Overview
The tax policy of the American Trucking Associations follows this general rule: “Taxes are levied for the purpose of obtaining essential government revenues with the least detrimental effect on taxpayers and on economic growth.” The policy encourages simplicity and neutrality in tax laws and rules and urges a federal solution to over-aggressive and discriminatory taxation of the trucking industry by state and local governments.
Federal Taxes
Taxes are levied for the purpose of obtaining essential government revenues with the least detriment to taxpayers and to economic growth. Government should avoid deficit spending. When deficits occur, every effort should be made to reduce or eliminate them through reduced spending, and not by increasing taxes.
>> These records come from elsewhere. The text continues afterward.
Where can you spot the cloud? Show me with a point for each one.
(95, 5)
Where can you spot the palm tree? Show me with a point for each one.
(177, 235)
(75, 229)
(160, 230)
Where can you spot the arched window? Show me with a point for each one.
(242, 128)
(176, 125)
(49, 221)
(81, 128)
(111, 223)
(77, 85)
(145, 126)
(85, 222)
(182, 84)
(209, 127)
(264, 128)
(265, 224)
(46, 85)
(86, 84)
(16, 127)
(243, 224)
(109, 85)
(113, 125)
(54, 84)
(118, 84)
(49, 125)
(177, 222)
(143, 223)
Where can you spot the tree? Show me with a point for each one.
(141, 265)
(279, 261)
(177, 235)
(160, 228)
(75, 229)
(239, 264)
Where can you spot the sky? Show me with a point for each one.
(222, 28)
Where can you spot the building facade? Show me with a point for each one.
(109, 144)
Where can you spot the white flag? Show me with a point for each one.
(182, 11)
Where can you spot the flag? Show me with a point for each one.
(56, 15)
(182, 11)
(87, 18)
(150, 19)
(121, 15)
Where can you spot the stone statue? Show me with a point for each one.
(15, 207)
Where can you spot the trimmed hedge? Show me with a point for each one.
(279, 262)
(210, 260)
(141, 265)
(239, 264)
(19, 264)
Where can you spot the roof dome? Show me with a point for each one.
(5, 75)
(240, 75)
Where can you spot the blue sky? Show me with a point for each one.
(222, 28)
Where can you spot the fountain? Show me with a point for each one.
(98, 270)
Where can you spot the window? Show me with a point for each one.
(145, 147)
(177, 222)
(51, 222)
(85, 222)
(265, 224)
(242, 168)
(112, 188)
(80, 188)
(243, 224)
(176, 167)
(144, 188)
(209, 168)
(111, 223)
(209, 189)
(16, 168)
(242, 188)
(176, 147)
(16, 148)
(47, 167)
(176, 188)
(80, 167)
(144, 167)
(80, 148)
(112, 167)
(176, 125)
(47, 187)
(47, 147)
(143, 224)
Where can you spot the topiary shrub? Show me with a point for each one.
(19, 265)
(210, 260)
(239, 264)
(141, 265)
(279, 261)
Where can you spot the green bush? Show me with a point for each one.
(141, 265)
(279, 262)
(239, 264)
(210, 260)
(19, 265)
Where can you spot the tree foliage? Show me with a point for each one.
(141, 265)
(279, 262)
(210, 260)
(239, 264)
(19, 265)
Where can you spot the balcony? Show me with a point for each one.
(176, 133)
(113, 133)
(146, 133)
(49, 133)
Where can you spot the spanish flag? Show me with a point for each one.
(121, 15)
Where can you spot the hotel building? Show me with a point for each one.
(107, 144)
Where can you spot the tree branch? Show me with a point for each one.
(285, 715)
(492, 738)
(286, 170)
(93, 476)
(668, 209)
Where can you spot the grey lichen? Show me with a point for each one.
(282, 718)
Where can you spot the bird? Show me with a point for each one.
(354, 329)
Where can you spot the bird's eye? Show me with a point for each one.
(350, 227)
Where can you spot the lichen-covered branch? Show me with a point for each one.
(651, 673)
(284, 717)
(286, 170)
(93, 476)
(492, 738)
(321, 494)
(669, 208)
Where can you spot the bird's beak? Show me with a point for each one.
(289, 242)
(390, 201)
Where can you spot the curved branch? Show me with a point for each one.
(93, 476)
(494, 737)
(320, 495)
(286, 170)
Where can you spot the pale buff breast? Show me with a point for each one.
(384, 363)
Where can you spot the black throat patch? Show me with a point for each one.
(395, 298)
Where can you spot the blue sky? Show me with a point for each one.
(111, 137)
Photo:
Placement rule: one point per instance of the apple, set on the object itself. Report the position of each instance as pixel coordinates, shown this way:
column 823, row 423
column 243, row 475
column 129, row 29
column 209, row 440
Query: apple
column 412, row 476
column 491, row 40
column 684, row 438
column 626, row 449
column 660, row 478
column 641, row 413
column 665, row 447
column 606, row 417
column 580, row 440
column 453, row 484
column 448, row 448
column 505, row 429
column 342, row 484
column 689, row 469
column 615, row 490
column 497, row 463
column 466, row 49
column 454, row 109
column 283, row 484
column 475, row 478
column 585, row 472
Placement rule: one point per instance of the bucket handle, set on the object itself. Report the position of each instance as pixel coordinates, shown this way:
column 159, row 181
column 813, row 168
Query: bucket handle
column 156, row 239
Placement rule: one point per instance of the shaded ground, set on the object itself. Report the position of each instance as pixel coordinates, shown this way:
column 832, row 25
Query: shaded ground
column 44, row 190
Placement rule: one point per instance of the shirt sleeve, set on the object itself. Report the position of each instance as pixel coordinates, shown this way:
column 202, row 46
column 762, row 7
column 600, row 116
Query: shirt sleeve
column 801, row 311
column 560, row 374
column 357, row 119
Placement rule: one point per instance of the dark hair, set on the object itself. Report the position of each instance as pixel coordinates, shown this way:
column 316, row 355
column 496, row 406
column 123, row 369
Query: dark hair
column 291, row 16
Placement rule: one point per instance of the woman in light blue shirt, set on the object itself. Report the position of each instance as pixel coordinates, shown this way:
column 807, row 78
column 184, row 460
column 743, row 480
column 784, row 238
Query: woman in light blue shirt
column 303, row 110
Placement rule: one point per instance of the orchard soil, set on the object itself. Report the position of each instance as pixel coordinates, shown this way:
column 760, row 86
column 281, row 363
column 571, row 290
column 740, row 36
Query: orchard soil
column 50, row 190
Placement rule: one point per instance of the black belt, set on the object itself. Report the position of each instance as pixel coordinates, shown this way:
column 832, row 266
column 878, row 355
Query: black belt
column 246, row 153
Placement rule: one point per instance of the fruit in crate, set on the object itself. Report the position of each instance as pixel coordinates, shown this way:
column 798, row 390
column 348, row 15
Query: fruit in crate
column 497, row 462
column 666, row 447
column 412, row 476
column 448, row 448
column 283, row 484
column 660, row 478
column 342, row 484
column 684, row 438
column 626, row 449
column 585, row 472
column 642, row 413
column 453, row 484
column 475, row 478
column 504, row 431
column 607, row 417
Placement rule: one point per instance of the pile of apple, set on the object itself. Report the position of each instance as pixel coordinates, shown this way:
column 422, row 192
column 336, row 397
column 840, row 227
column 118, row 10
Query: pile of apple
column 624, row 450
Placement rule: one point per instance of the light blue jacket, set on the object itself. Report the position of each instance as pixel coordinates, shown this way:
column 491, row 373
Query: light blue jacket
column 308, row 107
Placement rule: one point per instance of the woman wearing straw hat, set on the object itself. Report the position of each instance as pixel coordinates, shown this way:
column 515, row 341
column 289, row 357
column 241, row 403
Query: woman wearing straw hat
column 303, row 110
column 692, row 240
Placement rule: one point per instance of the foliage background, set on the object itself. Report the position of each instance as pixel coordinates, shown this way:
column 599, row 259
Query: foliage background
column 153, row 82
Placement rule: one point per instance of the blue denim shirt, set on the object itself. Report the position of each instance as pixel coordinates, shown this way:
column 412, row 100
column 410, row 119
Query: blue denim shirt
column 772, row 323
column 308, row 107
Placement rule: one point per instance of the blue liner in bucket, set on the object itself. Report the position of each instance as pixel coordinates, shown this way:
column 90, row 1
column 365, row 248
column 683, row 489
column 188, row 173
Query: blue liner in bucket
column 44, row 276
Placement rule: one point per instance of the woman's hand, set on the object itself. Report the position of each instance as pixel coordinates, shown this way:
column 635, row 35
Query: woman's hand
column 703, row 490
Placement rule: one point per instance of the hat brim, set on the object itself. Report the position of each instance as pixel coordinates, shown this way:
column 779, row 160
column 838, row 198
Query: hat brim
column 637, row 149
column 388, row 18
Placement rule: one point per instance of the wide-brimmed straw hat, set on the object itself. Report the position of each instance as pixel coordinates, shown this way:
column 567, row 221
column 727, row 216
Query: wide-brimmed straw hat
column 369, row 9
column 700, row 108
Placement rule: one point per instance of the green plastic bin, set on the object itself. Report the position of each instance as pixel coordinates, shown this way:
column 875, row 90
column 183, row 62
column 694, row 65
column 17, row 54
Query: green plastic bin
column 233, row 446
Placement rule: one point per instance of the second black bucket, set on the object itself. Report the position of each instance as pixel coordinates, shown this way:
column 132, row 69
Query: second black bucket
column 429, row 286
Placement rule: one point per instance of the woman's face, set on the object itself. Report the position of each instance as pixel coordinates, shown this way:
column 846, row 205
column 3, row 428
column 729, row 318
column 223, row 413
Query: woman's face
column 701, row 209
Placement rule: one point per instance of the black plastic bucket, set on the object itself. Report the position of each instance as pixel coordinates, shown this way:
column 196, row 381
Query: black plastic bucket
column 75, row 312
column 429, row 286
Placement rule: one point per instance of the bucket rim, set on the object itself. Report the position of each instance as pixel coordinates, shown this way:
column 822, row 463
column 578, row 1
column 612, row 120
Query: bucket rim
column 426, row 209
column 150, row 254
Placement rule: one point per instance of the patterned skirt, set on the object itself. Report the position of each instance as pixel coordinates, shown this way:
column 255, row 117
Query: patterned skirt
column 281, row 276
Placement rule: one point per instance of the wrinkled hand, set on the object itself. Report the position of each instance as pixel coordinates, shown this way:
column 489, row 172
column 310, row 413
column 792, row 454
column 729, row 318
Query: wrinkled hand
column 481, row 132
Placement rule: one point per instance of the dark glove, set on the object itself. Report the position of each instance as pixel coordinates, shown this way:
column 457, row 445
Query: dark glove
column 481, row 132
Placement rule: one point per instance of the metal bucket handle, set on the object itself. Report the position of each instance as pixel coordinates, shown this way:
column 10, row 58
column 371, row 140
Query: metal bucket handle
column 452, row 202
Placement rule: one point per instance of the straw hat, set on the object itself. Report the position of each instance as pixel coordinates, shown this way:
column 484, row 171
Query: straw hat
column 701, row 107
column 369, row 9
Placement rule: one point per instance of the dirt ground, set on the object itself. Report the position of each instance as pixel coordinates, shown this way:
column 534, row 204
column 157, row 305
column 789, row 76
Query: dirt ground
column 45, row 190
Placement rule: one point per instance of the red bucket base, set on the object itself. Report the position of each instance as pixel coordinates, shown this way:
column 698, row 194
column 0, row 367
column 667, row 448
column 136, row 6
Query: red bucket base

Tax collections should not surreptitiously increase through inflation. The tax system should encourage the investment necessary for national industrial growth, production, employment, and trade, but should be neutral as to investment in different types of capital equipment. Business taxation should encourage the reinvestment of earnings in sufficient amounts to promote healthy economic progress. The federal estate and gift tax should be eliminated, or in the alternative structured so that their impact on small businesses is minimal. The federal tax system and the federal tax law should be made as simple and equitable as possible for taxpayers. In general, all businesses should be taxed at similar effective tax rates; in particular, the Code should be structured so that all modes of transportation are taxed at fair and comparable levels.
State Business Taxes
ATA supports the enactment of federal law protecting interstate motor carriers from discriminatory state and local taxes to the same degree as federal law currently protects the railroad industry. ATA supports the federal law that restricts the imposition of state and local income taxes on motor carrier workers to the state of their residence, and supports the enactment of similar federal legislation to protect interstate carriers from unreasonable state and local taxation. In general, local governments should be prevented by state or federal law from imposing business taxes on interstate motor carriers that do not have a local business establishment.
Fuel Taxes
The excise tax on fuel has proven itself to be one of the most efficient taxes, and should remain the major component of federal and state highway funding systems. Contrary to recent pronouncements, ATA does not believe that the fuel tax is obsolete or inequitable, either now or, at least as the tax is applied to the use of fuel by heavy commercial vehicles, in the foreseeable future. ATA supports the continuation of the dyeing of off-highway diesel fuel as a tax-enforcement mechanism, and the application of the tax on diesel fuel at the rack. ATA supports the federal mandate for state membership in the International Fuel Tax Agreement, which provides a uniform, efficient means of the collection of state and provincial fuel use taxes from interstate motor carriers.
Vehicle Registration
Vehicle registration fees and the fuel tax are the two components of a two-structure system of highway user fees, which ATA supports as the acceptable basis of highway taxation in every state. State vehicle registration fees for combination vehicles should impose the primary fee on the power unit of the combination, with only a nominal fee on trailing equipment, which should have free registration reciprocity everywhere. ATA supports the expansion of registration reciprocity for trucks and tractors to both interstate and intrastate vehicle movements. ATA supports the federal mandate for state membership in the International Registration Plan, which provides a uniform, efficient means for the registration of the vehicles of interstate motor carriers, and the provision of reciprocity for their operation in the United States and Canada.
IRP, IFTA & UCRA
The International Registration Plan, the International Fuel Tax Agreement, and the Unified Carrier Registration Agreement are the systems, and their governing organizations, through which interstate motor carriers fulfill their obligations for vehicle registration fees, fuel use taxes, and unified registration fees to all the states and the Canadian provinces. ATA serves as the primary spokesman to all three of these state (and provincial) organizations on behalf of the trucking industry. ATA supports the federal mandate for state membership in IRP and IFTA.
Weight-Distance Taxes
ATA opposes weight-distance taxes, mileage taxes, and other third-structure taxes on trucks, including vehicle-miles traveled (VMT) taxes and mileage-based user fees. These taxes have over many decades proven themselves to be expensive to collect and to comply with, unfair in application, wide open to evasion, and unacceptable both politically and practically. ATA does not believe that the application of advanced technologies can render such taxes acceptable.